Choć trudno to sobie wyobrazić to FC Bayern ma coraz większe problemy nie ze swoimi największymi gwiazdami, a z rezerwowym Christianem Lellem. Prawy obrońca bawarskiego klubu samowolnie zakończył przed czasem piątkowy trening. Bez żadnej konsultacji ze sztabem trenerskim Lell opuścił boisko przy Saebener Strasse, nie reagując na słowa Louisa van Gaala. "Nie będę tego komentował" powiedział krótko zirytowany szkoleniowiec.

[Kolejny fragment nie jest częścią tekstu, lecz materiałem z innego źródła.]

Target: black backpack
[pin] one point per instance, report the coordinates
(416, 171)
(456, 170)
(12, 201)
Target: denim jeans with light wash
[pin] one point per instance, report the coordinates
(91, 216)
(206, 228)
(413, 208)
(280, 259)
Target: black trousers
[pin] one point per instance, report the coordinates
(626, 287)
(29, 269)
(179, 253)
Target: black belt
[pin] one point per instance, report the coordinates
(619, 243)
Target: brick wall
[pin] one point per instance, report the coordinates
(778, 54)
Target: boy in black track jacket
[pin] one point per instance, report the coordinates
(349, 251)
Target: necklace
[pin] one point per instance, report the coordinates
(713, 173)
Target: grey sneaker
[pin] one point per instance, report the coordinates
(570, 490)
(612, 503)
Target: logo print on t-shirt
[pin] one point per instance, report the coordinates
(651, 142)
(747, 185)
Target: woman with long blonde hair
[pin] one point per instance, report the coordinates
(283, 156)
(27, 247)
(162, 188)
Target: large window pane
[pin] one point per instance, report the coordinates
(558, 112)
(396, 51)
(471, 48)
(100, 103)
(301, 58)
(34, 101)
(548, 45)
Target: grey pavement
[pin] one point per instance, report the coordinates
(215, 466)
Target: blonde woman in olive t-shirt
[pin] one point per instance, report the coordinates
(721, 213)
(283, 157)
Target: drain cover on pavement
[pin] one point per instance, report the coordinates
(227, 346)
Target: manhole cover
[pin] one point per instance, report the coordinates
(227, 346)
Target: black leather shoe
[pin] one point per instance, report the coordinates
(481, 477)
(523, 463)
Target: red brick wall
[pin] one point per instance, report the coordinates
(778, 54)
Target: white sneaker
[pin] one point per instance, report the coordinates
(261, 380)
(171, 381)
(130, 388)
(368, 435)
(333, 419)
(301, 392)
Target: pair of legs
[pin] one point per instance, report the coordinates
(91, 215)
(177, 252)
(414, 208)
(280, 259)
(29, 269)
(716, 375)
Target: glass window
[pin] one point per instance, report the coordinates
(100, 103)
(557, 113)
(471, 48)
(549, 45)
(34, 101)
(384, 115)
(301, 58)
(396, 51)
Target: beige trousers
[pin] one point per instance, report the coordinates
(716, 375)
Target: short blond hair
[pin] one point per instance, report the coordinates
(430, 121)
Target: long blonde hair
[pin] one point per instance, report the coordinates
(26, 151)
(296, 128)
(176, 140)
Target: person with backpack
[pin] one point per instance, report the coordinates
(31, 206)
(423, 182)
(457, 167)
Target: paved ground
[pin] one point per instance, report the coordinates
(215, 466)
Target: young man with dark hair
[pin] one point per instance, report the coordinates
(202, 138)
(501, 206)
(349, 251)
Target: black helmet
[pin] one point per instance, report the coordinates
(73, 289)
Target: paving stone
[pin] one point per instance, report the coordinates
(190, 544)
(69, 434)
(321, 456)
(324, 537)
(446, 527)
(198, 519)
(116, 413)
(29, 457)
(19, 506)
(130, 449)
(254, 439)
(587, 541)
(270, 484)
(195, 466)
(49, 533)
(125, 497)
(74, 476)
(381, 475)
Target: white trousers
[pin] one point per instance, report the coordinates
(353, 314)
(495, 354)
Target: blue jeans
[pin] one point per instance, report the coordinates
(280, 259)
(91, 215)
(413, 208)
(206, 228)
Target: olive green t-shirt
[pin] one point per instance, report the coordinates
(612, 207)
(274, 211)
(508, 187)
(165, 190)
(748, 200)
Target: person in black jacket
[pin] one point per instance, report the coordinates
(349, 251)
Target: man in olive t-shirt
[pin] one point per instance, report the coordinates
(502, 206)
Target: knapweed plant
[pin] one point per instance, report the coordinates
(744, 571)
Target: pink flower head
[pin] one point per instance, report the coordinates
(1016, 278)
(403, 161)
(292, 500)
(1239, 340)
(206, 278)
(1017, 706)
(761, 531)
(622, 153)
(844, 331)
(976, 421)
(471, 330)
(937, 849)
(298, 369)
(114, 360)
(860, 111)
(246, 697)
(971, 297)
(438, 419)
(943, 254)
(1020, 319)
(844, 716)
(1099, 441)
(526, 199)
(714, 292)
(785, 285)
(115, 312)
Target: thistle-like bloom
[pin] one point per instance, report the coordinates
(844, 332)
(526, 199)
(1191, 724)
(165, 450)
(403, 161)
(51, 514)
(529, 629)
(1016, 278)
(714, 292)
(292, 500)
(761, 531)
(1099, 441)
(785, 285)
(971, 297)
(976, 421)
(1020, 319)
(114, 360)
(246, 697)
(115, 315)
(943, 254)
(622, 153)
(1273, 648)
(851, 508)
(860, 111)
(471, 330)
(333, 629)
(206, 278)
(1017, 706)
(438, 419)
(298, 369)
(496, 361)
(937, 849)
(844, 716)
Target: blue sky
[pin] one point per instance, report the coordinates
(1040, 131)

Są to kolejne kłopoty z tym 25-letnim zawodnikiem. Pod koniec okienka transferowego Bawarczycy znaleźli chętnego na zatrudnienie Lella - okazał się nim angielski Hull City, jednak nagle kontakt z Christianem się urwał i ostatecznie transkacja nie doszła do skutku, bowiem na kontrakcie opiewającym na 5 mln euro zabrakło podpisu obrońcy FCB.
Lell z Bayernem ma ważną umowę do 30. czerwca 2011 roku. Nie oznacza to nic innego jak to, że najprawodpodobniej 25-letni piłkarz będzie przebywał w bawarskim klubie jeszcze przez prawie 2 lata.